FAMACO, une pépite française

Elle fait partie de ces petites entreprises indépendantes qui tiennent leur place face aux géants de son marché, en l’occurrence les produits d’entretien pour les cuirs. Créée par Frédéric Pfirter en 1931, Famaco s’est imposée comme l’un des grands noms de la spécialité sous l’égide de son fils Alain. Aujourd’hui dirigée par les enfants de celui-ci, elle reste la référence pour la plupart des chausseurs et exporte avec succès la qualité Made in France. Nous avons rencontré Audrey et Bruno Pfirter pour vous.
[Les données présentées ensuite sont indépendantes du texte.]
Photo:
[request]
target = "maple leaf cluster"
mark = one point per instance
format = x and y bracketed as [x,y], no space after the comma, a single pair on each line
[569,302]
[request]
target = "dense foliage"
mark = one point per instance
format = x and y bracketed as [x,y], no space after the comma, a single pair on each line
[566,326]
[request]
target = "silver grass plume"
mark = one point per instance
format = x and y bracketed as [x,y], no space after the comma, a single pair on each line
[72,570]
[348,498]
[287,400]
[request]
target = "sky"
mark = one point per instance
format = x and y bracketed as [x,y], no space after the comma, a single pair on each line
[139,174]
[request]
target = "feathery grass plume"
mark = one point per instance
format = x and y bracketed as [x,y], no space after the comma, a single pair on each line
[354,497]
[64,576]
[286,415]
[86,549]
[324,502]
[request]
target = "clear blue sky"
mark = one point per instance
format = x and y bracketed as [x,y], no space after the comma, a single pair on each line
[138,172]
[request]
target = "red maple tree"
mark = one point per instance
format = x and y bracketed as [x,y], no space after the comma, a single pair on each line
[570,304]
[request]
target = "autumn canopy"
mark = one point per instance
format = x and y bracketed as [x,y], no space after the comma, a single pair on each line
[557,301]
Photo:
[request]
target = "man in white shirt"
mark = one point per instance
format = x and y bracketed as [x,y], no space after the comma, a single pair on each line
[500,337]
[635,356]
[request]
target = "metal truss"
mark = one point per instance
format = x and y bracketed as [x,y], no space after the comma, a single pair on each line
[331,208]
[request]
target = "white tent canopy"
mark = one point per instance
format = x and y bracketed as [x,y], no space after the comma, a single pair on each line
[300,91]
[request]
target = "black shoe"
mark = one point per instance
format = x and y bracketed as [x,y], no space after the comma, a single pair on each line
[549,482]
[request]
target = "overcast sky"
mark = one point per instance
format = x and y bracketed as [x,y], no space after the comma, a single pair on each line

En face d’elle les Kiwi, SaraLee et autres Barane. Des poids lourds appartenant à de grands groupes industriels. Pas de structure lourde à Chatillon, dans la région parisienne, mais une petite équipe soudée autour des représentants de la troisième génération, pour répondre avec réactivité aux besoins d’un marché en constante évolution. Celui-ci a en effet radicalement évolué dans le courant des vingt dernières années, et les cuirs noirs et marron qui le constituaient jusque dans les années 90 ont depuis lors vu arriver les peaux de couleur, les grenés, les nubucks, les exotiques, les vernis et même les métallisés. Une variété de peausseries qui nécessite des produits d’entretien adaptés, sans parler de la tendance aux patines et autres transparences qui caractérisent désormais le créneau haut de gamme. Ainsi la collection actuelle ne propose-t-elle pas moins de 45 couleurs de crèmes, une dizaine de pâtes et tout un choix de soins spécialisés dans la protection, l’imperméabilisation et le nettoyage des cuirs, complétée par toute la gamme des accessoires indispensables à l’entretien d’une collection de chaussures bien pensée. Une force de frappe en terme de produits et une réactivité qui permet à la PME parisienne de tenir la tête haute face aux poids lourds du métier.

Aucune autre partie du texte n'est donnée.